The Haseotes family also purchased what was then the second-largest cranberry-growing company in the world in the mid-1970s, subsequently enhancing and selling that business a decade later to help finance the acquisition of Gulf Oil assets. Their knack for location—a corner spot with easy access at the intersection of two streets was always the preference—became legendary in the industry.
By the time Cumberland Farms was acquired by EG Group, the United Kingdom-based fuel and convenience retailer, in 2019, the chain had roughly 600 stores and 9,000 employees across eight states.
The Man, Not the Numbers
His wife, Kristen Williams Haseotes, described her husband as one of “the smartest, toughest, and sweetest men I have ever known. He was a giant, but in the end his greatest accomplishment in his eyes was his children and grandchildren.”

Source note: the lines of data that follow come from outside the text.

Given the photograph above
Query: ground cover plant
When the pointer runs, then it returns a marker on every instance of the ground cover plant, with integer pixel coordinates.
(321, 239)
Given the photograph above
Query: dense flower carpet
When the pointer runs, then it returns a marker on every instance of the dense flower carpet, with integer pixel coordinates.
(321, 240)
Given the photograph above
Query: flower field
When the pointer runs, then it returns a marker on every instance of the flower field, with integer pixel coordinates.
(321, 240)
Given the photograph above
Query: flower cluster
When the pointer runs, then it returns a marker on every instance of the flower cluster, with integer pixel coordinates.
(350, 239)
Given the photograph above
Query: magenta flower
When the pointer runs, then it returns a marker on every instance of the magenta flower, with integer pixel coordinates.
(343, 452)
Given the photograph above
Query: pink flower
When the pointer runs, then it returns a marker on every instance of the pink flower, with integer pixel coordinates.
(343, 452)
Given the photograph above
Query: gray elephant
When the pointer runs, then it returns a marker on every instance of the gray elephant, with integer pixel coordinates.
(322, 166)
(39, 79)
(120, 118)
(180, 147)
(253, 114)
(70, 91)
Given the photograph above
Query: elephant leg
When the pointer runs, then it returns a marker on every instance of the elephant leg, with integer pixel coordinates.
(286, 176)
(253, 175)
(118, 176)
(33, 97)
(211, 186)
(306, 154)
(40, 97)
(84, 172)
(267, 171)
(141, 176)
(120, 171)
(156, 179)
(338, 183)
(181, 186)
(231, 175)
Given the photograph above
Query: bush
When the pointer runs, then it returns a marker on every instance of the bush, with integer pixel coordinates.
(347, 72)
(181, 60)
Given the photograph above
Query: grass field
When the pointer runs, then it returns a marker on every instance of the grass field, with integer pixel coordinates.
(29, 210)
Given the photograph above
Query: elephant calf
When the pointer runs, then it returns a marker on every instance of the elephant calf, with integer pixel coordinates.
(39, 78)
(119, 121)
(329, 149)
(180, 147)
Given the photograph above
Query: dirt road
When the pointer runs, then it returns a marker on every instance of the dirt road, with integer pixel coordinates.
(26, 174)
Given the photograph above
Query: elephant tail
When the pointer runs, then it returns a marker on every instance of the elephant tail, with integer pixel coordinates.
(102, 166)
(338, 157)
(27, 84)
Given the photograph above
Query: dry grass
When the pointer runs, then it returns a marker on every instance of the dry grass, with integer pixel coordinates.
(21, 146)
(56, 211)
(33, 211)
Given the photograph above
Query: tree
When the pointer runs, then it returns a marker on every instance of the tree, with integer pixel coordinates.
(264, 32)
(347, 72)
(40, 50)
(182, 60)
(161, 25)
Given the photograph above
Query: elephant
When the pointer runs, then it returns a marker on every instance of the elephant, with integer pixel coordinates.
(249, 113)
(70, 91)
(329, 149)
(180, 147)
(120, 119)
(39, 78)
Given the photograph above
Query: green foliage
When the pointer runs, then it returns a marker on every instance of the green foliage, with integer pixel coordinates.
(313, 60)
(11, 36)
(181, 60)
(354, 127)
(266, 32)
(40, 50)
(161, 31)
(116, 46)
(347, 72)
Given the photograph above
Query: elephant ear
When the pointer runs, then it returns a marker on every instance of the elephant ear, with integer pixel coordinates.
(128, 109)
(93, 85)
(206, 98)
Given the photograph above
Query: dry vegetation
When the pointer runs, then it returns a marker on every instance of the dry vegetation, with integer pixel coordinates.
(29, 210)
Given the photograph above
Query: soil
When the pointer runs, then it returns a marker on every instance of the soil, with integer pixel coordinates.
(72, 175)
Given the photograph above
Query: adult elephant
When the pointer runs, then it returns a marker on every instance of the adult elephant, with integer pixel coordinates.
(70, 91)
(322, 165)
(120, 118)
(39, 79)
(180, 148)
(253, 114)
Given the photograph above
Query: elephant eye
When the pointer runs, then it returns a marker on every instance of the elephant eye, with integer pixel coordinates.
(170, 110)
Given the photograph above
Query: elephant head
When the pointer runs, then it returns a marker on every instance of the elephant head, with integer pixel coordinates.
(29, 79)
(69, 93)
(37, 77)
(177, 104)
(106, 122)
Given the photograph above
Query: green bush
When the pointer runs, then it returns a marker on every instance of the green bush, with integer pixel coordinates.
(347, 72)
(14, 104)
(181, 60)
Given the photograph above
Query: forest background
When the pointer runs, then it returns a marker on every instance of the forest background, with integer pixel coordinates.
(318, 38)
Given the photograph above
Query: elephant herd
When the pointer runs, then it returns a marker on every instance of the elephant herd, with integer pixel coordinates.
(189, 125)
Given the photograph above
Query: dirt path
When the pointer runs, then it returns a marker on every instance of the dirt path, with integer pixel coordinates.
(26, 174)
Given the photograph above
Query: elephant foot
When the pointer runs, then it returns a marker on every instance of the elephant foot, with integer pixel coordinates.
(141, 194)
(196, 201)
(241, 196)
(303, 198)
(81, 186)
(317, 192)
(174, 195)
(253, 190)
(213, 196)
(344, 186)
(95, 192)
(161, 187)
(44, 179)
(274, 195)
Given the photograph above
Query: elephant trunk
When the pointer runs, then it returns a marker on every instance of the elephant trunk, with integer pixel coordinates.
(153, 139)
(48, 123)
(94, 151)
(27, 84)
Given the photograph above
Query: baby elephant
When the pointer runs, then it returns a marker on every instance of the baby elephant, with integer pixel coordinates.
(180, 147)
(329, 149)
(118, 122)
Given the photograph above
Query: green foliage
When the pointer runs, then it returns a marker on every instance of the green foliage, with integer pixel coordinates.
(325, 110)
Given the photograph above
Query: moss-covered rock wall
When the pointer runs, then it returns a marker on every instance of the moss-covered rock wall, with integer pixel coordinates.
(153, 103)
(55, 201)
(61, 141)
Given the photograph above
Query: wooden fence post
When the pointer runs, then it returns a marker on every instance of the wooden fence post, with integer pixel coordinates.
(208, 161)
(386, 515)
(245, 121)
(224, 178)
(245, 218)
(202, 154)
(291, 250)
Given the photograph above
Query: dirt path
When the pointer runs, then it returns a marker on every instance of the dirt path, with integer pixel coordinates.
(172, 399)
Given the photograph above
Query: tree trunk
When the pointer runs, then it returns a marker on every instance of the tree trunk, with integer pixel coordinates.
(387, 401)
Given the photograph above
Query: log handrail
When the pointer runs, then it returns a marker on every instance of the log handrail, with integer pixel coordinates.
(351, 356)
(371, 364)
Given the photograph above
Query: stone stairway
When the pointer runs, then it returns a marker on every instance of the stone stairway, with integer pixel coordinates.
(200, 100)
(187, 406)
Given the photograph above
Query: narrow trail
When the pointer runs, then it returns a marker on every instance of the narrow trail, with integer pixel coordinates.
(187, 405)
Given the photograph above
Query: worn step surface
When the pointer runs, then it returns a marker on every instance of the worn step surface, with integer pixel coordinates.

Friends and relatives said that what set him apart was not his wealth but his presence. As Regan noted, he answered every phone call on the first ring. He met with nephews to teach them the rhythms of business and life. He spent summers holding informal master classes at restaurants on the South Shore of Massachusetts.
His nephew D.B. Haseotes recalled that his uncle’s defining quality was relational. “What truly made him special was the relationships he had and treasured that spanned generations,” he said. “If Uncle George respected you, you knew it. His tenacity for work, his love for family and willingness to help friends is something that was truly incredible to watch and learn from.”

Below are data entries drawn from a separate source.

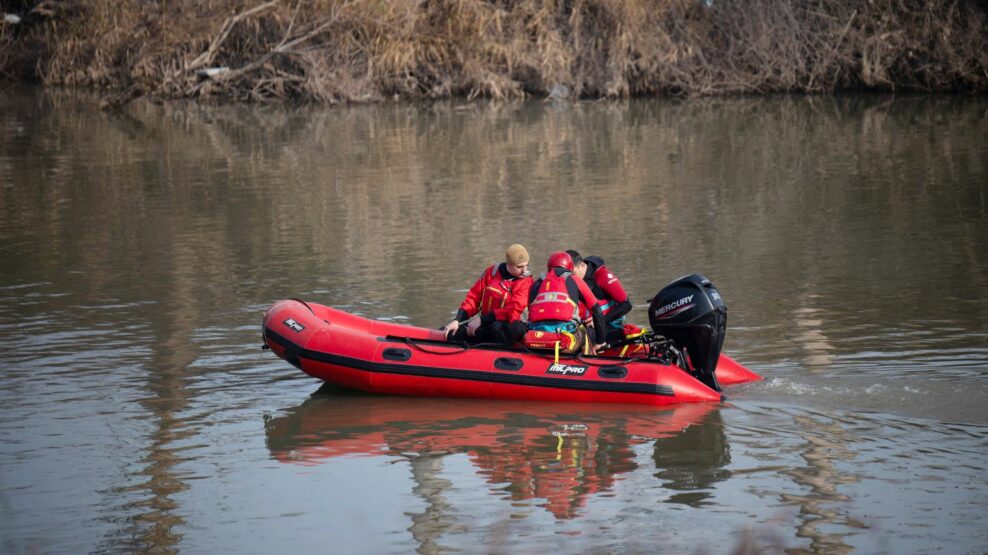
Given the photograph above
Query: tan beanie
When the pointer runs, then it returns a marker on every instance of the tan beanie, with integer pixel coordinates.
(516, 254)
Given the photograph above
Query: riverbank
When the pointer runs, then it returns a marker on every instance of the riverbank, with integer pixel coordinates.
(354, 51)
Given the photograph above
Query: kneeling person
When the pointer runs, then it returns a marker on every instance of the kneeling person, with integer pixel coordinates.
(554, 304)
(495, 302)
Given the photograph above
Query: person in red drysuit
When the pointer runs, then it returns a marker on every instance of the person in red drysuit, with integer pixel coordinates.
(495, 303)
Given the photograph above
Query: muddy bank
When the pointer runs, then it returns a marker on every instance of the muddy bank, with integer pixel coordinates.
(345, 51)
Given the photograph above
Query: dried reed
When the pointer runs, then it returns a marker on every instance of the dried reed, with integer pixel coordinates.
(358, 50)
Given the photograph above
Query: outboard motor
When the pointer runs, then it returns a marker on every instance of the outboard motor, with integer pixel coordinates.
(690, 312)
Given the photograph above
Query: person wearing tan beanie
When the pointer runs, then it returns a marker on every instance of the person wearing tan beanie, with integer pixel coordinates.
(495, 303)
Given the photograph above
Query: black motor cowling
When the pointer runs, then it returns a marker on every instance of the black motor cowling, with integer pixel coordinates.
(691, 313)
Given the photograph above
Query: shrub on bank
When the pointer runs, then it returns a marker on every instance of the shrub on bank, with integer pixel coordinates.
(358, 50)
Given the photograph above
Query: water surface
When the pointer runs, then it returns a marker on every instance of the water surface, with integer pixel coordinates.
(139, 248)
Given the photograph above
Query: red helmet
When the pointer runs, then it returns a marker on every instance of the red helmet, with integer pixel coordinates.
(560, 259)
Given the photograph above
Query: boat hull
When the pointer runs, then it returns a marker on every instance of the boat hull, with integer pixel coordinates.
(395, 359)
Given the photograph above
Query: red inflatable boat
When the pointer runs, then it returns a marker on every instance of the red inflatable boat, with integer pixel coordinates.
(382, 357)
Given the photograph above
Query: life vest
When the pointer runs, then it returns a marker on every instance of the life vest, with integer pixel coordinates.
(567, 341)
(553, 303)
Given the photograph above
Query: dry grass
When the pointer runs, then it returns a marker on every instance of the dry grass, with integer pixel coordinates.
(359, 50)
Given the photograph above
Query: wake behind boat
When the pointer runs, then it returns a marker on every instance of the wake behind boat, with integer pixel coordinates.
(382, 357)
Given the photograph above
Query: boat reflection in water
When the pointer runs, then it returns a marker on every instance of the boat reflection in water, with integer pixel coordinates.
(558, 452)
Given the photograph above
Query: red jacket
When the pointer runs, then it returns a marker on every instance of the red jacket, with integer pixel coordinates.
(497, 295)
(607, 287)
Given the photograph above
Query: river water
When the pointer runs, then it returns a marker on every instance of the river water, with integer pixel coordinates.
(139, 248)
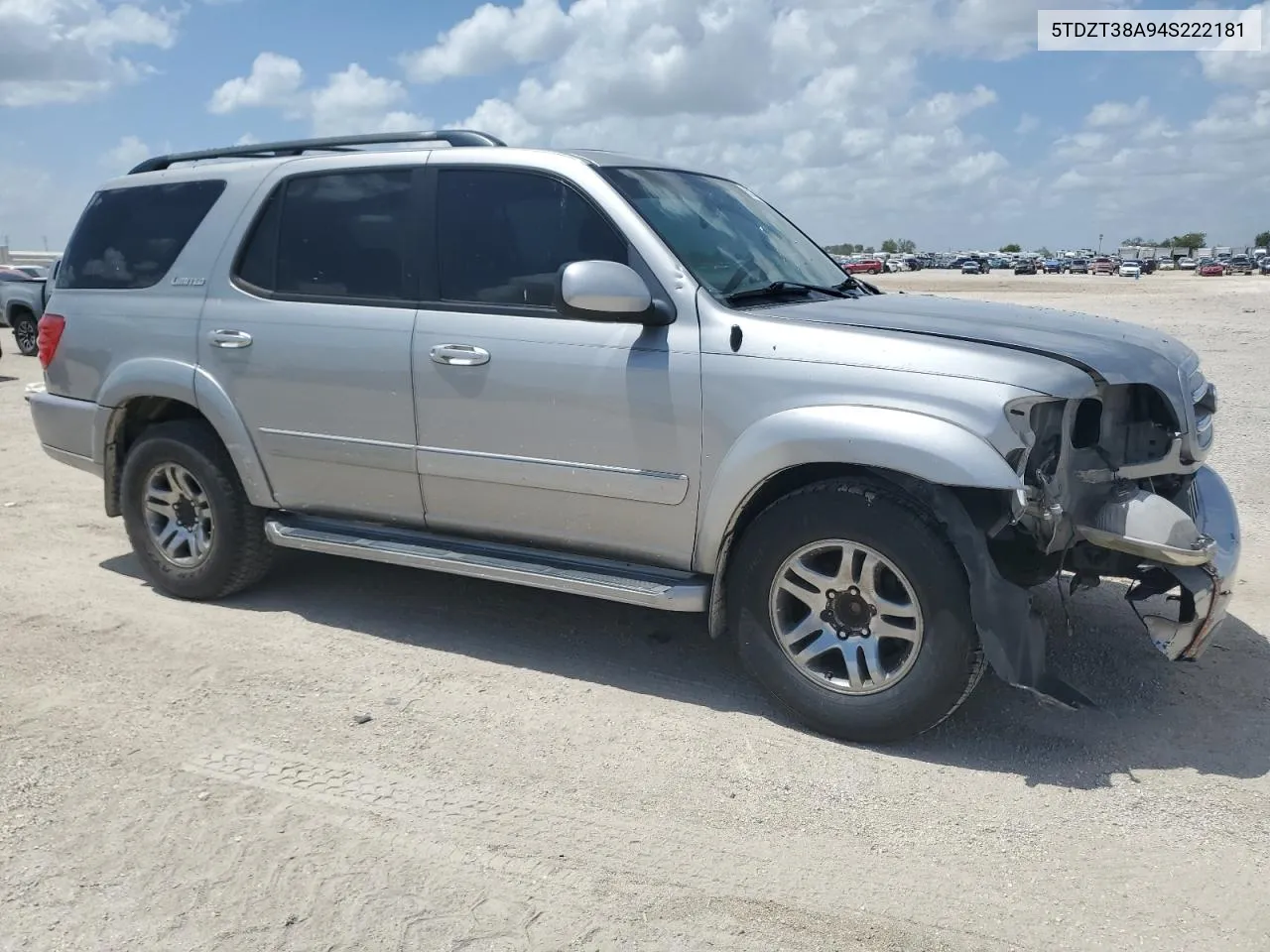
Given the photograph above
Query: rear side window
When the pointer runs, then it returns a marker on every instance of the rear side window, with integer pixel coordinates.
(344, 235)
(130, 238)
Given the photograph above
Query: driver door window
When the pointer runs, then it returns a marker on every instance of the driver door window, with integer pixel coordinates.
(503, 235)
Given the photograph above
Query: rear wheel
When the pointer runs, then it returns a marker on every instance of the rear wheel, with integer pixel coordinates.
(853, 612)
(26, 333)
(190, 525)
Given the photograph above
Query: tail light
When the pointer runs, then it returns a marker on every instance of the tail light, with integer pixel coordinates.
(51, 326)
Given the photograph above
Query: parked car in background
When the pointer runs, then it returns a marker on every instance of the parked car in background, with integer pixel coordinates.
(866, 266)
(22, 302)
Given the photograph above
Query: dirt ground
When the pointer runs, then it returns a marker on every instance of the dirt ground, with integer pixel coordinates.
(545, 772)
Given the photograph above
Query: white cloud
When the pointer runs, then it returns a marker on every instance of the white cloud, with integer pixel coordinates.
(350, 102)
(63, 51)
(275, 81)
(1112, 113)
(1247, 68)
(125, 155)
(493, 37)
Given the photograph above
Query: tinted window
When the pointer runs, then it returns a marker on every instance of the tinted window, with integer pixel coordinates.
(339, 235)
(728, 238)
(503, 235)
(128, 238)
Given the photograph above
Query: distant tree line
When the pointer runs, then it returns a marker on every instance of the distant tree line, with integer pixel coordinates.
(892, 246)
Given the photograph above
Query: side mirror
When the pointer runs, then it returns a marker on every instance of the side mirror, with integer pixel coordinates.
(607, 291)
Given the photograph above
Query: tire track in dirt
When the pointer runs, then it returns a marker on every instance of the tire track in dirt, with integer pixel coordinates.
(570, 849)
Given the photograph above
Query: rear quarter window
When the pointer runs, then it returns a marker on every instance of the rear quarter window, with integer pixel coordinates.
(130, 238)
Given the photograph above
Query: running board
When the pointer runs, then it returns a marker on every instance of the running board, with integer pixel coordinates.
(518, 565)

A Legacy Measured in More Than Stores
The Haseotes family belonged to a tradition of Greek American enterprise in which business, church and community were not separate pursuits but expressions of the same obligation. Vasilios Haseotes had spent time in Istanbul as a boy, where, according to the Washington Oxi Day Foundation, he “was inspired by the Holy City and its Orthodox Church.” That inspiration traveled with him across the Atlantic and down the generations—from the founding of parishes to membership in Leadership 100 to the building of a school that bears the family name in Thessaloniki.
George Haseotes’s son, George Williams Haseotes, told Boston 25 News that the legacy his father leaves behind is immense. “George is one of the three brothers that built that business,” he said. “His first quality was the intense loyalty he had to his family and to driving the business and developing it into what it was.”
Cumberland Farms was, for generations of Northeasterners, where you stopped before work, after Little League, on the way to the beach. The Haseotes family built that enterprise—and the civic and ecclesiastical institutions around it—from a place of deep conviction. At a moment when so much of business feels detached from place and people, the life of George Haseotes offers a corrective. Not every “business empire” worth remembering is glamorous. Some begin with milk.
Biographical details in this obituary were drawn from a tribute composed by George K. Regan Jr. for the Haseotes family, from the press release issued by the family on March 21, 2026, and from archival materials of the Washington Oxi Day Foundation, the American Farm School, the Greek Orthodox Archdiocese of America, Boston 25 News and the Providence Business News.